Forum: JRuby Faster primality testing and factorization methods in Ruby

F4c2dcb24f2828cde331ba6a2c9ea10d?d=identicon&s=25 Jabari Z. (jabari_z)
on 2013-06-27 16:25
I have created various implementations of methods to replace prime? and
prime_division (from the standard lib file prime.rb) based on a class of
mathematical operators I've developed called prime generators (PG).Using
a special form of these PG I term Strictly Prime (SP) prime generators I
have created extremely simple and fast algorithms that can find all the
primes up to some number n, determine the primality of n, or its
factorization. These methods are significantly faster in JRuby than the
standard methods.

Below are links to the paper which provides the mathematical basis for
the proposed methods with two tables of benchmark results comparing the
performance of the library methods prime? and prime_division with my
proposed methods. I provide test results on 32-bit and 64-bit Linux
systems using 5 reference primes of 17 to 19 digits.

My paper, 'Improved Primality Testing and Factorization in Ruby'
http://www.scribd.com/doc/150217723/Improved-Prima...

The code rile 'primeszp.rb' is available in my github repository:
https://gist.github.com/jzakiya/455f2357cdb08f4ee1c4
F1d37642fdaa1662ff46e4c65731e9ab?d=identicon&s=25 Charles Nutter (headius)
on 2013-06-27 21:44
(Received via mailing list)
On Thu, Jun 27, 2013 at 9:25 AM, Jabari Z. <lists@ruby-forum.com> wrote:
> I have created various implementations of methods to replace prime? and
> prime_division (from the standard lib file prime.rb) based on a class of
> mathematical operators I've developed called prime generators (PG).Using
> a special form of these PG I term Strictly Prime (SP) prime generators I
> have created extremely simple and fast algorithms that can find all the
> primes up to some number n, determine the primality of n, or its
> factorization. These methods are significantly faster in JRuby than the
> standard methods.

Very nice!

> Below are links to the paper which provides the mathematical basis for
> the proposed methods with two tables of benchmark results comparing the
> performance of the library methods prime? and prime_division with my
> proposed methods. I provide test results on 32-bit and 64-bit Linux
> systems using 5 reference primes of 17 to 19 digits.

We ship a stock prime.rb pulled from CRuby, at present. Ideally you
would want to submit this as a patch to CRuby folks
(http://bugs.ruby-lang.org) so it can get into the standard library
and we'll eventually pick it up.

So, I would recommend doing that...but we would be happy to
incorporate your patch directly, too. We're always a release or two
behind CRuby, so when they incorporate new libraries changes we don't
get them right away unless we commit them ourselves.

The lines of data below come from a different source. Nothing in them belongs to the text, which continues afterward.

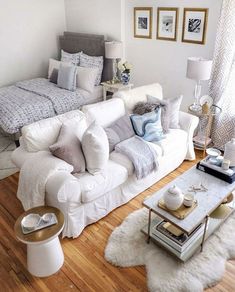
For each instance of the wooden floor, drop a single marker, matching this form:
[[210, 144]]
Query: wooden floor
[[85, 268]]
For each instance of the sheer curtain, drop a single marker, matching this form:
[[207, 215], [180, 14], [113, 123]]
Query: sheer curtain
[[222, 86]]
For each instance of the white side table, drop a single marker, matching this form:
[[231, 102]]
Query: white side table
[[114, 87], [44, 252]]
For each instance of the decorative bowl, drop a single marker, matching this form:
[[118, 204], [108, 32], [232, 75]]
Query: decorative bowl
[[31, 221], [173, 198], [47, 217], [213, 152]]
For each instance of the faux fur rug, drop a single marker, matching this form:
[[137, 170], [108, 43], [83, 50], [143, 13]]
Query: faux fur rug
[[127, 247], [7, 145]]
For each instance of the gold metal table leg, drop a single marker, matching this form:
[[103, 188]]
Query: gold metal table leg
[[149, 224], [204, 234]]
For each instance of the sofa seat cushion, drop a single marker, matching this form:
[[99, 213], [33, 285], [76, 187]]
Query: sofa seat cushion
[[175, 138], [94, 186], [125, 161]]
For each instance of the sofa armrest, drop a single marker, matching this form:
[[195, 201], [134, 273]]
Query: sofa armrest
[[189, 123], [64, 187]]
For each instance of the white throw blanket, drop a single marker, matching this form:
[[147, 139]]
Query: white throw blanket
[[141, 154], [34, 175]]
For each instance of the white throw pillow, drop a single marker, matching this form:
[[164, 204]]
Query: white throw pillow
[[53, 64], [42, 134], [95, 147], [86, 78]]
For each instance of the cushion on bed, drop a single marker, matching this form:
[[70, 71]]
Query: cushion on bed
[[73, 59], [67, 76], [93, 62], [42, 134], [54, 76], [68, 146], [86, 78], [53, 64]]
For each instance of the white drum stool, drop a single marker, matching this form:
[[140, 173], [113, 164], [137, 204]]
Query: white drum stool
[[44, 253]]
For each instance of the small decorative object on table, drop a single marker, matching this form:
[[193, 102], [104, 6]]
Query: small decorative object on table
[[229, 152], [34, 222], [44, 253], [198, 69], [125, 69], [173, 198]]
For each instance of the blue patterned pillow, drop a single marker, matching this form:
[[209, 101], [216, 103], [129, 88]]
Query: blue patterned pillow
[[93, 62], [148, 126]]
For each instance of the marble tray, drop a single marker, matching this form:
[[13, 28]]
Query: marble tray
[[42, 224]]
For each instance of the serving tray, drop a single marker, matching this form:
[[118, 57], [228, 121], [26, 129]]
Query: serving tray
[[180, 213], [42, 224]]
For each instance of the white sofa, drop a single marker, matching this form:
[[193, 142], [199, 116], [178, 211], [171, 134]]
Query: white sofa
[[84, 198]]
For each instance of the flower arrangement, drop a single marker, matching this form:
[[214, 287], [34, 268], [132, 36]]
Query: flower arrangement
[[124, 67]]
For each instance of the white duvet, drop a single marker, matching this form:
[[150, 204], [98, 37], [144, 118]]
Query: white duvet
[[34, 175]]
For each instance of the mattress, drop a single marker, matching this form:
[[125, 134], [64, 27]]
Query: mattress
[[33, 100]]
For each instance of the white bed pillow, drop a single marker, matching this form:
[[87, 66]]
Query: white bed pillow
[[72, 59], [95, 147], [86, 78], [53, 64]]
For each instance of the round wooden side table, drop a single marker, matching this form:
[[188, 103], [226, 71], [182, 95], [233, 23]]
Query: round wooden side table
[[44, 252]]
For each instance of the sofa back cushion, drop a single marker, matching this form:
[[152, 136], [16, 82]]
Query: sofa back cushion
[[42, 134], [105, 112], [138, 94], [68, 146], [120, 130], [95, 147]]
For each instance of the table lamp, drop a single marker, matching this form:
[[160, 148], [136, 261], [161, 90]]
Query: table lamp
[[113, 50], [198, 69]]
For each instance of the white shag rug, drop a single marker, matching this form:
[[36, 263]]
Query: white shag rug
[[127, 247], [7, 145]]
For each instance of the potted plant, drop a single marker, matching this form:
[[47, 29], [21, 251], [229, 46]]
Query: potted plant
[[125, 69]]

Would it be possible for you to restructure your code in terms of a
patch for (or complete replacement of) lib/ruby/1.9/prime.rb? You'll
need to agree to The Ruby License and the 2-clause BSDL (see
http://www.ruby-lang.org/en/about/license.txt) but otherwise it sounds
great!

- Charlie
F4c2dcb24f2828cde331ba6a2c9ea10d?d=identicon&s=25 Jabari Z. (jabari_z)
on 2013-06-27 23:21
> We ship a stock prime.rb pulled from CRuby, at present. Ideally you
> would want to submit this as a patch to CRuby folks
> (http://bugs.ruby-lang.org) so it can get into the standard library
> and we'll eventually pick it up.
>
> So, I would recommend doing that...but we would be happy to
> incorporate your patch directly, too. We're always a release or two
> behind CRuby, so when they incorporate new libraries changes we don't
> get them right away unless we commit them ourselves.
>
> Would it be possible for you to restructure your code in terms of a
> patch for (or complete replacement of) lib/ruby/1.9/prime.rb? You'll
> need to agree to The Ruby License and the 2-clause BSDL (see
> http://www.ruby-lang.org/en/about/license.txt) but otherwise it sounds
> great!
>
> - Charlie

Thanks for your reply.

I've never done a substantial patch before, and think if would be easier
just to submit this as a replacement implementation. I submitted this to
the Ruby-core list, but got a message back that I had to be member
first. So I went through that process, and I guess I'm waiting for
confirmation that I can now submit stuff.

The code is completely OSS from my perspective, and if I need to stamp a
particular license(s) on it that's no problem. I put it out for people
to use.

Regarding the particular implementation to use: as the benchmarks show
there is variability of performance based on the particular form of
code. It would seem JRuby would want to use the 'best' form for its VM,
MRI for it, and Rubinius for it.

I don't know what the politics of code compliance is to be considered
compatible (100% same source code or 100% same results), so I was
thinking each VM should use the versions that perform the best for it,
assuming a standard behaviour for inputs and other variables of
operation (small primes behavior, factorization output formatting, etc)
is agreed upon.

You have my complete permission to use the code as you see fit.

Please provide more detail on how I can best proceed to make the code
more acceptable.

jz
F1d37642fdaa1662ff46e4c65731e9ab?d=identicon&s=25 Charles Nutter (headius)
on 2013-06-28 02:53
(Received via mailing list)
Unfortunately it's not even as simple as picking one impl for JRuby
that's the fastest, since we have many different execution modes :-)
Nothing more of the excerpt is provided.